Aussetzung des Verfahrens wegen Löschungsantrag gegen Gebrauchsmuster und Einspruch gegen EP-Patent
KI-Zusammenfassung
Die Beklagte hat beim DPMA die Löschung des streitgegenständlichen Klagegebrauchsmusters beantragt und beim EPA Einspruch gegen das europäische Patent erhoben. Das Landgericht Düsseldorf hat die Verhandlung nach § 19 GebrMG i.V.m. § 148 ZPO bis zur erstinstanzlichen Entscheidung der Verwaltungsstellen ausgesetzt. Begründend führte das Gericht Zweifel an der Bestandsfähigkeit der geltend gemachten Schutzrechte an. Der Streitwert wurde auf 500.000 € festgesetzt.

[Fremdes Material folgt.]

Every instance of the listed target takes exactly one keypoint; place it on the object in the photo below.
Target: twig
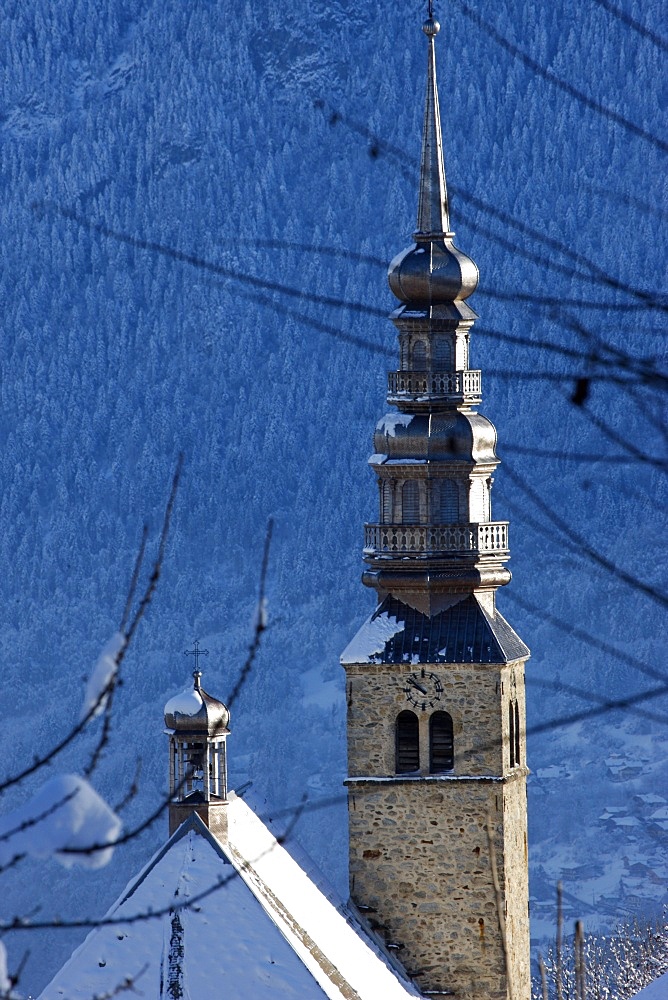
(543, 976)
(560, 931)
(22, 924)
(139, 613)
(260, 624)
(134, 578)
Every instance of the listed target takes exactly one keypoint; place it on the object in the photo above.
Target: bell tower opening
(197, 727)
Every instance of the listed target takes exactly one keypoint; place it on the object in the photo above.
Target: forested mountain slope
(157, 155)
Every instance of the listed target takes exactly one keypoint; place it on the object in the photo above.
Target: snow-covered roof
(463, 633)
(269, 930)
(657, 990)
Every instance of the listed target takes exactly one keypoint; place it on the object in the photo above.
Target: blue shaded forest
(154, 157)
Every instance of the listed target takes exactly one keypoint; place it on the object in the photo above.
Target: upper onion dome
(433, 271)
(195, 711)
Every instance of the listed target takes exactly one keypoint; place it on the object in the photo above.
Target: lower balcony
(389, 540)
(458, 386)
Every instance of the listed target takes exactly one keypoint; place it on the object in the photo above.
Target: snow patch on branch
(103, 673)
(66, 812)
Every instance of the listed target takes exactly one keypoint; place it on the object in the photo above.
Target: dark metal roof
(465, 633)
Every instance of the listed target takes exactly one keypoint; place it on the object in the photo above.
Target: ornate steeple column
(435, 676)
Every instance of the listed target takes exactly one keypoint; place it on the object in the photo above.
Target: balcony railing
(446, 385)
(435, 539)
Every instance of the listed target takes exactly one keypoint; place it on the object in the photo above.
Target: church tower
(435, 677)
(197, 727)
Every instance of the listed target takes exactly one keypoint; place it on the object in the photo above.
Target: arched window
(410, 502)
(448, 508)
(419, 356)
(441, 743)
(441, 354)
(407, 743)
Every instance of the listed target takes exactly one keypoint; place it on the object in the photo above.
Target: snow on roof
(268, 931)
(658, 990)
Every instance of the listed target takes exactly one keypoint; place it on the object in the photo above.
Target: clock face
(423, 690)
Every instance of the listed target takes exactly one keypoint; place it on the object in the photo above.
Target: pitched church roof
(267, 929)
(464, 633)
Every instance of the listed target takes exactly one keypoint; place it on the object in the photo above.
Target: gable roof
(265, 930)
(464, 633)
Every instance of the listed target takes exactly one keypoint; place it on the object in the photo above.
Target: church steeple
(434, 460)
(433, 216)
(435, 676)
(197, 726)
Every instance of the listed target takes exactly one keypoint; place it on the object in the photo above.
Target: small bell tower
(435, 677)
(197, 726)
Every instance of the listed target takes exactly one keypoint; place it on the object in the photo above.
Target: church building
(435, 720)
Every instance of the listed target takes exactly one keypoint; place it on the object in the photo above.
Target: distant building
(436, 729)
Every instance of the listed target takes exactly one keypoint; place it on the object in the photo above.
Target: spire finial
(433, 216)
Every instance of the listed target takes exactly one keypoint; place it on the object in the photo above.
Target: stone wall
(420, 864)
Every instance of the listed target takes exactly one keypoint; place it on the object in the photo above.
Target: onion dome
(195, 711)
(433, 271)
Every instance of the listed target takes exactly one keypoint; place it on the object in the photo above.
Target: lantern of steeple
(197, 726)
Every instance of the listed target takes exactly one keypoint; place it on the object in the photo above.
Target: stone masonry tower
(435, 677)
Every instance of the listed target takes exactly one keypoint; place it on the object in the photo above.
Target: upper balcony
(434, 387)
(435, 540)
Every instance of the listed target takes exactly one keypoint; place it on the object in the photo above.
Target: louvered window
(410, 503)
(441, 355)
(441, 743)
(386, 501)
(419, 356)
(479, 501)
(448, 508)
(407, 743)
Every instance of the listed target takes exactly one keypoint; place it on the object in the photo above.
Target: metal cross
(196, 652)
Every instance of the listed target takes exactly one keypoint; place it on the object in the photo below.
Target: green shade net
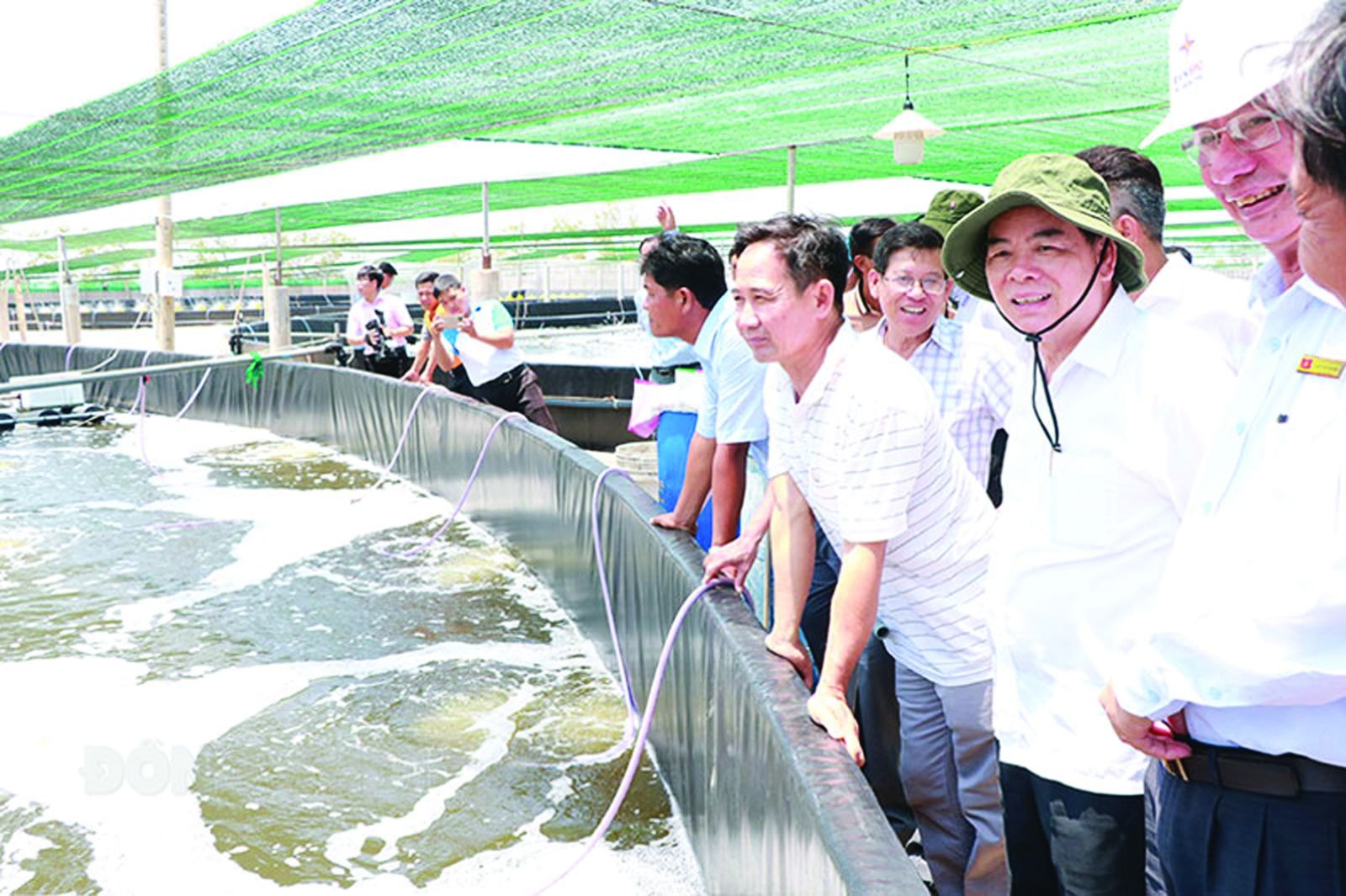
(347, 78)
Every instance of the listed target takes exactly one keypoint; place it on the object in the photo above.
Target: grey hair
(1312, 98)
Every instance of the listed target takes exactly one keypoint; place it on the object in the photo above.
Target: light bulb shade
(909, 150)
(909, 123)
(909, 132)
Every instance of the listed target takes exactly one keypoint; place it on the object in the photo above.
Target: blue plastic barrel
(675, 437)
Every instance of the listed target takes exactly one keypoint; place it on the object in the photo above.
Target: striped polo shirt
(872, 456)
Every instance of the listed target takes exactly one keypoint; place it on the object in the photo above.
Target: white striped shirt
(872, 456)
(973, 377)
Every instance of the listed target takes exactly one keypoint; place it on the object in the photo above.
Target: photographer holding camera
(379, 325)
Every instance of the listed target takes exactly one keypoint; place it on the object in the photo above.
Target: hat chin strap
(1040, 370)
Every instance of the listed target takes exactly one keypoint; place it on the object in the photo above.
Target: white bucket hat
(1222, 54)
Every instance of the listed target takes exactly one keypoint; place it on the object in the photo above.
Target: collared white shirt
(731, 409)
(973, 377)
(1252, 637)
(1269, 285)
(390, 314)
(867, 448)
(1205, 301)
(484, 361)
(1084, 534)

Ausgang: Verhandlung bis zur Entscheidung des DPMA über die Löschung des Gebrauchsmusters oder der Einspruchsabteilung des EPA über den europäischen Patentbestand ausgesetzt
Abstrakte Rechtssätze
Das Gericht kann nach § 19 GebrMG i.V.m. § 148 ZPO den Zivilprozess aussetzen, wenn ein anhängiges verwaltungs- oder einspruchsrechtliches Verfahren über die Bestandsfähigkeit des geltend gemachten Schutzrechts die zivilrechtliche Entscheidung beeinträchtigen kann.

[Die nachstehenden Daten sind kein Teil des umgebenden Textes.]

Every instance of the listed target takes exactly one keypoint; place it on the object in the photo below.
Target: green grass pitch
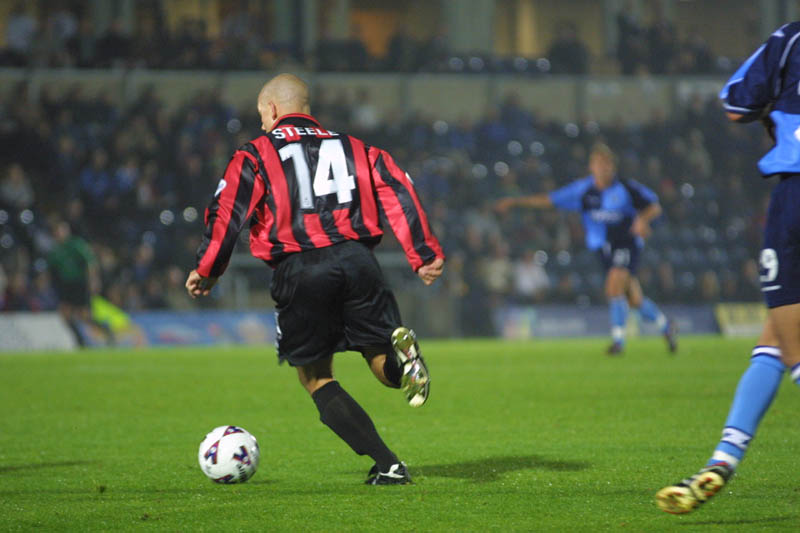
(516, 436)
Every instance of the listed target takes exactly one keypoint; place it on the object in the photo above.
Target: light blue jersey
(607, 214)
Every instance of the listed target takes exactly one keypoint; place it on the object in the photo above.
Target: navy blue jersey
(607, 214)
(769, 81)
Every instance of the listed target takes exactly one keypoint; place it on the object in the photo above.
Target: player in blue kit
(766, 87)
(616, 214)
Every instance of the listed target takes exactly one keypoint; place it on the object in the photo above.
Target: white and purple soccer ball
(229, 454)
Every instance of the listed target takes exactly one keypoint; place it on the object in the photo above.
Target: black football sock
(340, 412)
(392, 370)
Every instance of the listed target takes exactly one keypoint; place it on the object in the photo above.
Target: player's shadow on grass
(38, 466)
(737, 522)
(490, 469)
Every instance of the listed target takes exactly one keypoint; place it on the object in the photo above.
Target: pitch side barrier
(447, 97)
(47, 331)
(528, 322)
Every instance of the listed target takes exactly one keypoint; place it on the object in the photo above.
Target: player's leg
(307, 289)
(649, 312)
(340, 412)
(754, 394)
(372, 325)
(616, 285)
(778, 347)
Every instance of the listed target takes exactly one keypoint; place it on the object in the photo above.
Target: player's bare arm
(431, 270)
(641, 224)
(197, 285)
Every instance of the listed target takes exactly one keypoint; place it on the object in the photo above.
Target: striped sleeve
(238, 194)
(402, 209)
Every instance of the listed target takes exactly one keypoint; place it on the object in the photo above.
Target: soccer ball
(229, 454)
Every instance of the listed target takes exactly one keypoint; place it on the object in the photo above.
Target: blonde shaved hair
(602, 149)
(282, 95)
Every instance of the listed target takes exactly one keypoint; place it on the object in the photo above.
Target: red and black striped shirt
(304, 187)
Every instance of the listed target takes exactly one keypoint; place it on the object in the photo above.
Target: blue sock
(650, 312)
(755, 393)
(618, 309)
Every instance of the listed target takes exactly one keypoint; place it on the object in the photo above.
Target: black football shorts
(331, 300)
(779, 260)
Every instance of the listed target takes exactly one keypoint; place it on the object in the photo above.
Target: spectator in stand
(114, 46)
(661, 42)
(631, 48)
(402, 53)
(567, 54)
(531, 281)
(16, 296)
(20, 32)
(73, 268)
(15, 189)
(82, 46)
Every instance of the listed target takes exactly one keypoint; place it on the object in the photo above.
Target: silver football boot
(415, 382)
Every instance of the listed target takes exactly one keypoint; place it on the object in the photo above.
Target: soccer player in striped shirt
(316, 201)
(767, 88)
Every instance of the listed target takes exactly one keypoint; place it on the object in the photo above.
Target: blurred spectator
(661, 42)
(43, 296)
(72, 265)
(15, 189)
(497, 271)
(82, 46)
(402, 53)
(113, 47)
(567, 54)
(530, 278)
(631, 47)
(133, 179)
(20, 32)
(16, 296)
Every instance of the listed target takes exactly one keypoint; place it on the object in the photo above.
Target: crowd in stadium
(64, 37)
(133, 181)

Eine Aussetzung ist insbesondere geboten, wenn ernsthafte Zweifel an der Bestandfähigkeit des Schutzrechts bestehen, deren Klärung durch die zuständigen Verwaltungsinstanzen geeignet ist, das streitige Rechtsverhältnis zu verändern.

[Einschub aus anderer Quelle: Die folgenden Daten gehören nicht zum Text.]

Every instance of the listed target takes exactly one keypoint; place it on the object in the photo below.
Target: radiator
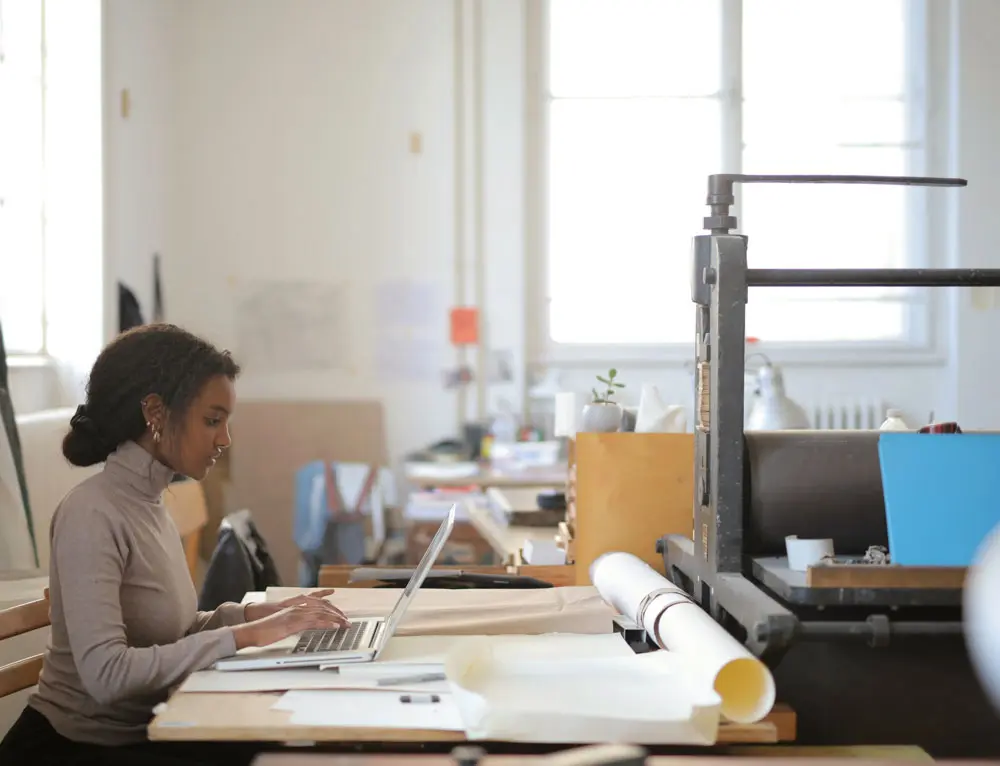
(846, 414)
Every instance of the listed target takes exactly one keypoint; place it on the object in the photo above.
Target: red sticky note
(464, 326)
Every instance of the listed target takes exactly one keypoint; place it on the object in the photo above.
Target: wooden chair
(185, 500)
(15, 621)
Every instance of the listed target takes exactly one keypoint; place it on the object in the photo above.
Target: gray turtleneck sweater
(125, 624)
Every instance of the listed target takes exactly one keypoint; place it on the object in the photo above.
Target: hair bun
(84, 445)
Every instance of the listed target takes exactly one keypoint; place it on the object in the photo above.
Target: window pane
(626, 194)
(797, 126)
(824, 320)
(22, 36)
(21, 173)
(795, 49)
(826, 226)
(634, 47)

Die Entscheidung über die Aussetzung liegt im Ermessen des Gerichts; dieses hat die Erfolgsaussichten und die prozessualen sowie wirtschaftlichen Folgen einer Fortführung des Verfahrens abzuwägen.
Das Gericht kann trotz Aussetzung der Hauptsache Verfahrensfragen wie die Streitwertfestsetzung regeln, um prozessuale Rechtsfolgen und Gebührenfragen zu bestimmen.
Tenor
I. Die Verhandlung wird bis zur erstinstanzlichen Entscheidung entweder des Deutschen Patent- und Markenamtes über die von der Beklagten gegen das Klagegebrauchsmuster X beantragte Löschung oder der Einspruchsabteilung des Europäischen Patentamtes über den von der Beklagten gegen den Rechtsbestand des europäischen Patentes EP X erhobenen Einspruch ausgesetzt.
IL Der Streitwert wird auf 500.000,- € festgesetzt.
Gründe:
Gründe
Die Kammer macht von dem ihr nach § 19 GebrMG i.V.m. § 148 ZPO eingeräumten Ermessen Gebrauch und setzt den Rechtsstreit einstweilen aus, weil die Beklagte die Löschung des Klagegebrauchsmusters DE X bei dem Deutschen Patent- und Markenamt beantragt hat und die Kammer Zweifel daran hat, ob das Klagegebrauchsmuster im geltend gemachten Umfang Bestand haben wird.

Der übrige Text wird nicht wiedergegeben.